2013-02-14
The cost of an API mistake in the socket module's fromfd()
Suppose that you get handed a file descriptor that is a
socket and you want to turn it into a Python socket object
(clearly you are on Unix). The socket module has a Unix-only
fromfd()
function with the argument signature:
socket.fromfd(fd, family, type[, proto])
So how do you determine the family and type of the socket file descriptor you have, since you have to supply them?
Ha ha, silly you. The helpful socket module answer is 'we're not going to help you with that'. In fact the socket module provides no direct, official way of doing this; in order to do so, you need to sneak in through two increasingly baroque back doors in just the right way.

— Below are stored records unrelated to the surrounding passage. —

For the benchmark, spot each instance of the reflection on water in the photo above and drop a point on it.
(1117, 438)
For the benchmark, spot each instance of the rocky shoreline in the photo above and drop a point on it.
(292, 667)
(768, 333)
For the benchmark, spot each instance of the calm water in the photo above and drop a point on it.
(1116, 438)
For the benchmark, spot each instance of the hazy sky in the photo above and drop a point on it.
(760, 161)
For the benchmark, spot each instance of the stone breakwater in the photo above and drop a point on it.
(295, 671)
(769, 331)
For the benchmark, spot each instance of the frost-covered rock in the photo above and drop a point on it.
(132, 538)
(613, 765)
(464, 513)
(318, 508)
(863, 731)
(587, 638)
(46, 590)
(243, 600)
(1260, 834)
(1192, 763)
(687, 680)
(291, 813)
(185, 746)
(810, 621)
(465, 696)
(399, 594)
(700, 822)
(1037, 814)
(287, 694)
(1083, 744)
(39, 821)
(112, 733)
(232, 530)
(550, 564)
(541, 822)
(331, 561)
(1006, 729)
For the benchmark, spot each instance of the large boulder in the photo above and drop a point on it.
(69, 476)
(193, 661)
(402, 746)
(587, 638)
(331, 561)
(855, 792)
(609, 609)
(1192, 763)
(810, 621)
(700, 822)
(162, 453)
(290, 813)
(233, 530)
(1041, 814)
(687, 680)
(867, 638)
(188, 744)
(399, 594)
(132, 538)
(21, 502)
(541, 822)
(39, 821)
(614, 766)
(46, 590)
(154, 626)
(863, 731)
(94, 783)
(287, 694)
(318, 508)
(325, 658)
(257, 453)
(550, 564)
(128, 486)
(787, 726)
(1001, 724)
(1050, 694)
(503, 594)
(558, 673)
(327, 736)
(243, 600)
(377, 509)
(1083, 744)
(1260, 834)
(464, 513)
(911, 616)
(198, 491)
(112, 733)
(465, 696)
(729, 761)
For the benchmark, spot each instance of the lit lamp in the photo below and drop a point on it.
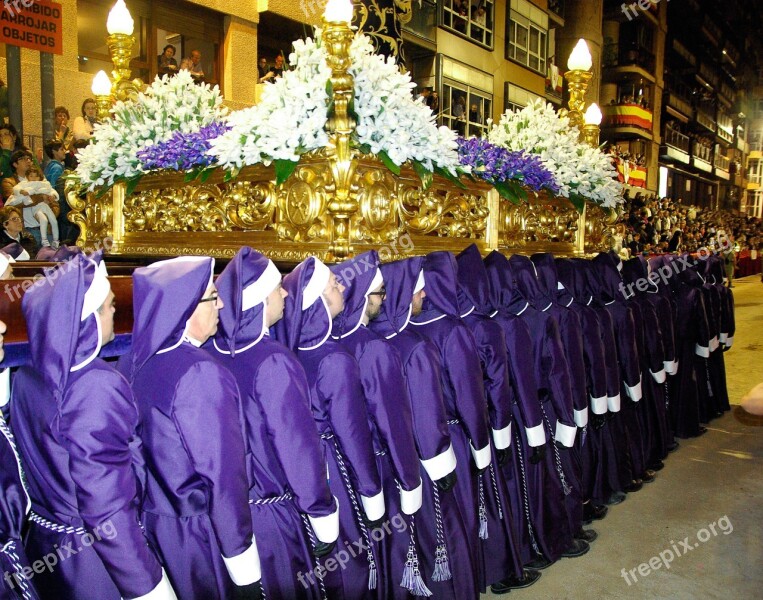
(578, 77)
(101, 89)
(592, 120)
(337, 36)
(121, 41)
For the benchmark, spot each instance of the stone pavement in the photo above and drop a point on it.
(705, 508)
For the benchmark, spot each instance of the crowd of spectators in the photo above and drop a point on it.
(652, 225)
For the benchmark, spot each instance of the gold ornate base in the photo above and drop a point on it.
(167, 216)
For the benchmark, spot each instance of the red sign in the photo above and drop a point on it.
(34, 24)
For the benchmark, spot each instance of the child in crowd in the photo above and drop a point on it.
(39, 200)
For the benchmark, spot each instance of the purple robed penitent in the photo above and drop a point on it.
(287, 466)
(340, 415)
(391, 420)
(75, 423)
(546, 529)
(448, 569)
(500, 554)
(462, 386)
(196, 510)
(15, 505)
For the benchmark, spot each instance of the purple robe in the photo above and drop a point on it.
(197, 482)
(447, 567)
(75, 421)
(500, 555)
(545, 528)
(288, 471)
(340, 415)
(391, 422)
(15, 505)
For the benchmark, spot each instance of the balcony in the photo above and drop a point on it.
(722, 166)
(702, 157)
(630, 56)
(423, 23)
(675, 145)
(628, 115)
(706, 120)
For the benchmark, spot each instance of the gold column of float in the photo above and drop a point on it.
(337, 36)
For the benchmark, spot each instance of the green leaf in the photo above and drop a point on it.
(388, 162)
(131, 184)
(578, 202)
(425, 175)
(206, 173)
(284, 168)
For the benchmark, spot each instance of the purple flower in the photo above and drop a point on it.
(496, 164)
(183, 151)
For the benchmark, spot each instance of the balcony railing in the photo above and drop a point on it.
(676, 139)
(702, 152)
(617, 55)
(706, 120)
(722, 162)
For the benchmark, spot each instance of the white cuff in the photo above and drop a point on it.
(5, 386)
(599, 405)
(326, 528)
(536, 436)
(162, 591)
(440, 465)
(481, 456)
(581, 417)
(502, 437)
(565, 434)
(373, 506)
(244, 569)
(634, 391)
(411, 501)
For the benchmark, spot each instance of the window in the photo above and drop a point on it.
(527, 41)
(158, 23)
(466, 101)
(471, 18)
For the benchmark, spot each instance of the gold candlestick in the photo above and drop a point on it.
(337, 36)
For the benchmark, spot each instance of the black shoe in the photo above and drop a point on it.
(616, 498)
(577, 548)
(538, 564)
(515, 583)
(586, 535)
(593, 512)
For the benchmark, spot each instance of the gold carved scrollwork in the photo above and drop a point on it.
(444, 210)
(302, 203)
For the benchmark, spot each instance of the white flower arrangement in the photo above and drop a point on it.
(581, 172)
(290, 119)
(170, 104)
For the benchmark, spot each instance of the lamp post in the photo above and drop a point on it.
(337, 36)
(578, 78)
(592, 120)
(121, 41)
(101, 89)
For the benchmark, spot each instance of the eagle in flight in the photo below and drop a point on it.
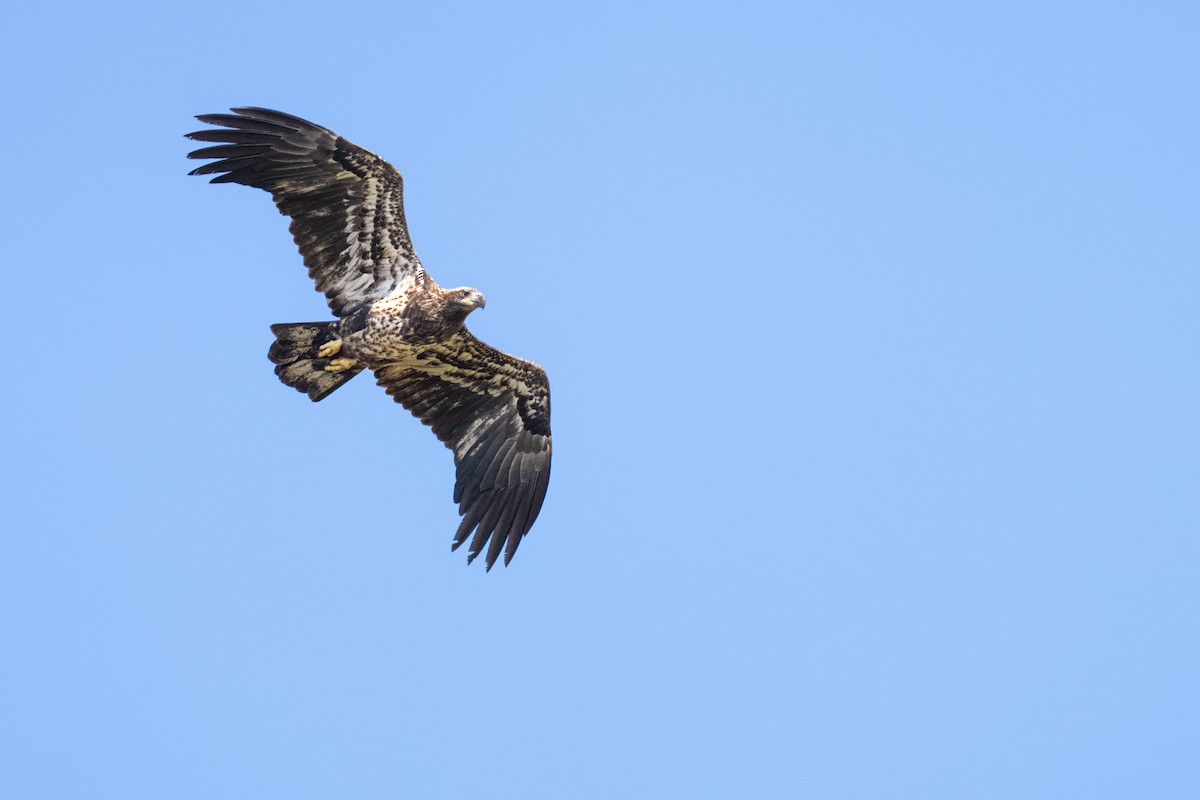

(And at least some things may go wrong if you get it wrong.)
The official Unix way of finding out the type of a socket is to
issue a getsockopt(fd, SOL_SOCKET, SO_TYPE)
call. Unfortunately
the socket module does not allow you to do getsockopt()
on file
descriptors, only on actual socket objects. Fortunately the socket
module does not actually care if you get the family and type right,
at least as far as getsockopt
goes, so:
s = socket.socket(fd, socket.AF_UNIX, socket.SOCK_STREAM) styp = s.getsockopt(socket.SOL_SOCKET, socket.SO_TYPE)
Inconveniently there is no portable getsockopt()
query that will give
you the family. The official Unix way of doing this is more or less to
make a getsockname()
call with a plain struct sockaddr
and then
examine the sockaddr.sa_family
field afterwards. The socket module
doesn't provide a direct way to make raw getsockname()
calls or see
sa_family
, but it does have a .getsockname()
method on socket
objects that gives you decoded, friendly results.
When I started this exercise, I expected that calling s.getsockname()
on a socket created via fromfd()
with the wrong family would raise
a socket.error
exception. I was far, far too innocent. Depending
on exactly what you do, you get either the correct getsockname()
results for the actual type of socket you are dealing with or,
sometimes, interestingly mangled results. On Python 3 you can also get
UnicodeDecodeErrors
in the right circumstances. The safest thing to do
turns out to be to make your dummied-up socket be an AF_UNIX
socket;
you can then call s.getsockname()
with reasonable safety and examine
the resulting name to reverse engineer the socket family.
(It's the safest because AF_UNIX
sockets have the biggest version
of struct sockaddr
; you've got the greatest chance that a full
copy of any other socket family's sockaddr
structure will fit into
it. Python is presumably blindly making the getsockname()
call with
the sockaddr
appropriate for the apparent family, then interpreting it
based on the actual returned socket family. If the sockaddr
structure
is truncated, odd things happen.)
What this really illustrates is that the socket module completely
dropped the ball on fromfd()
's API. You should not be able to give it
a family and type at all; since the rest of the socket code clearly
counts on those being correct, the socket module code should determine
them itself. This would be easier to use and render .getsockname()
non-crazy.
(getsockname()
's implementation is completely sensible if a socket's
family is always correct.)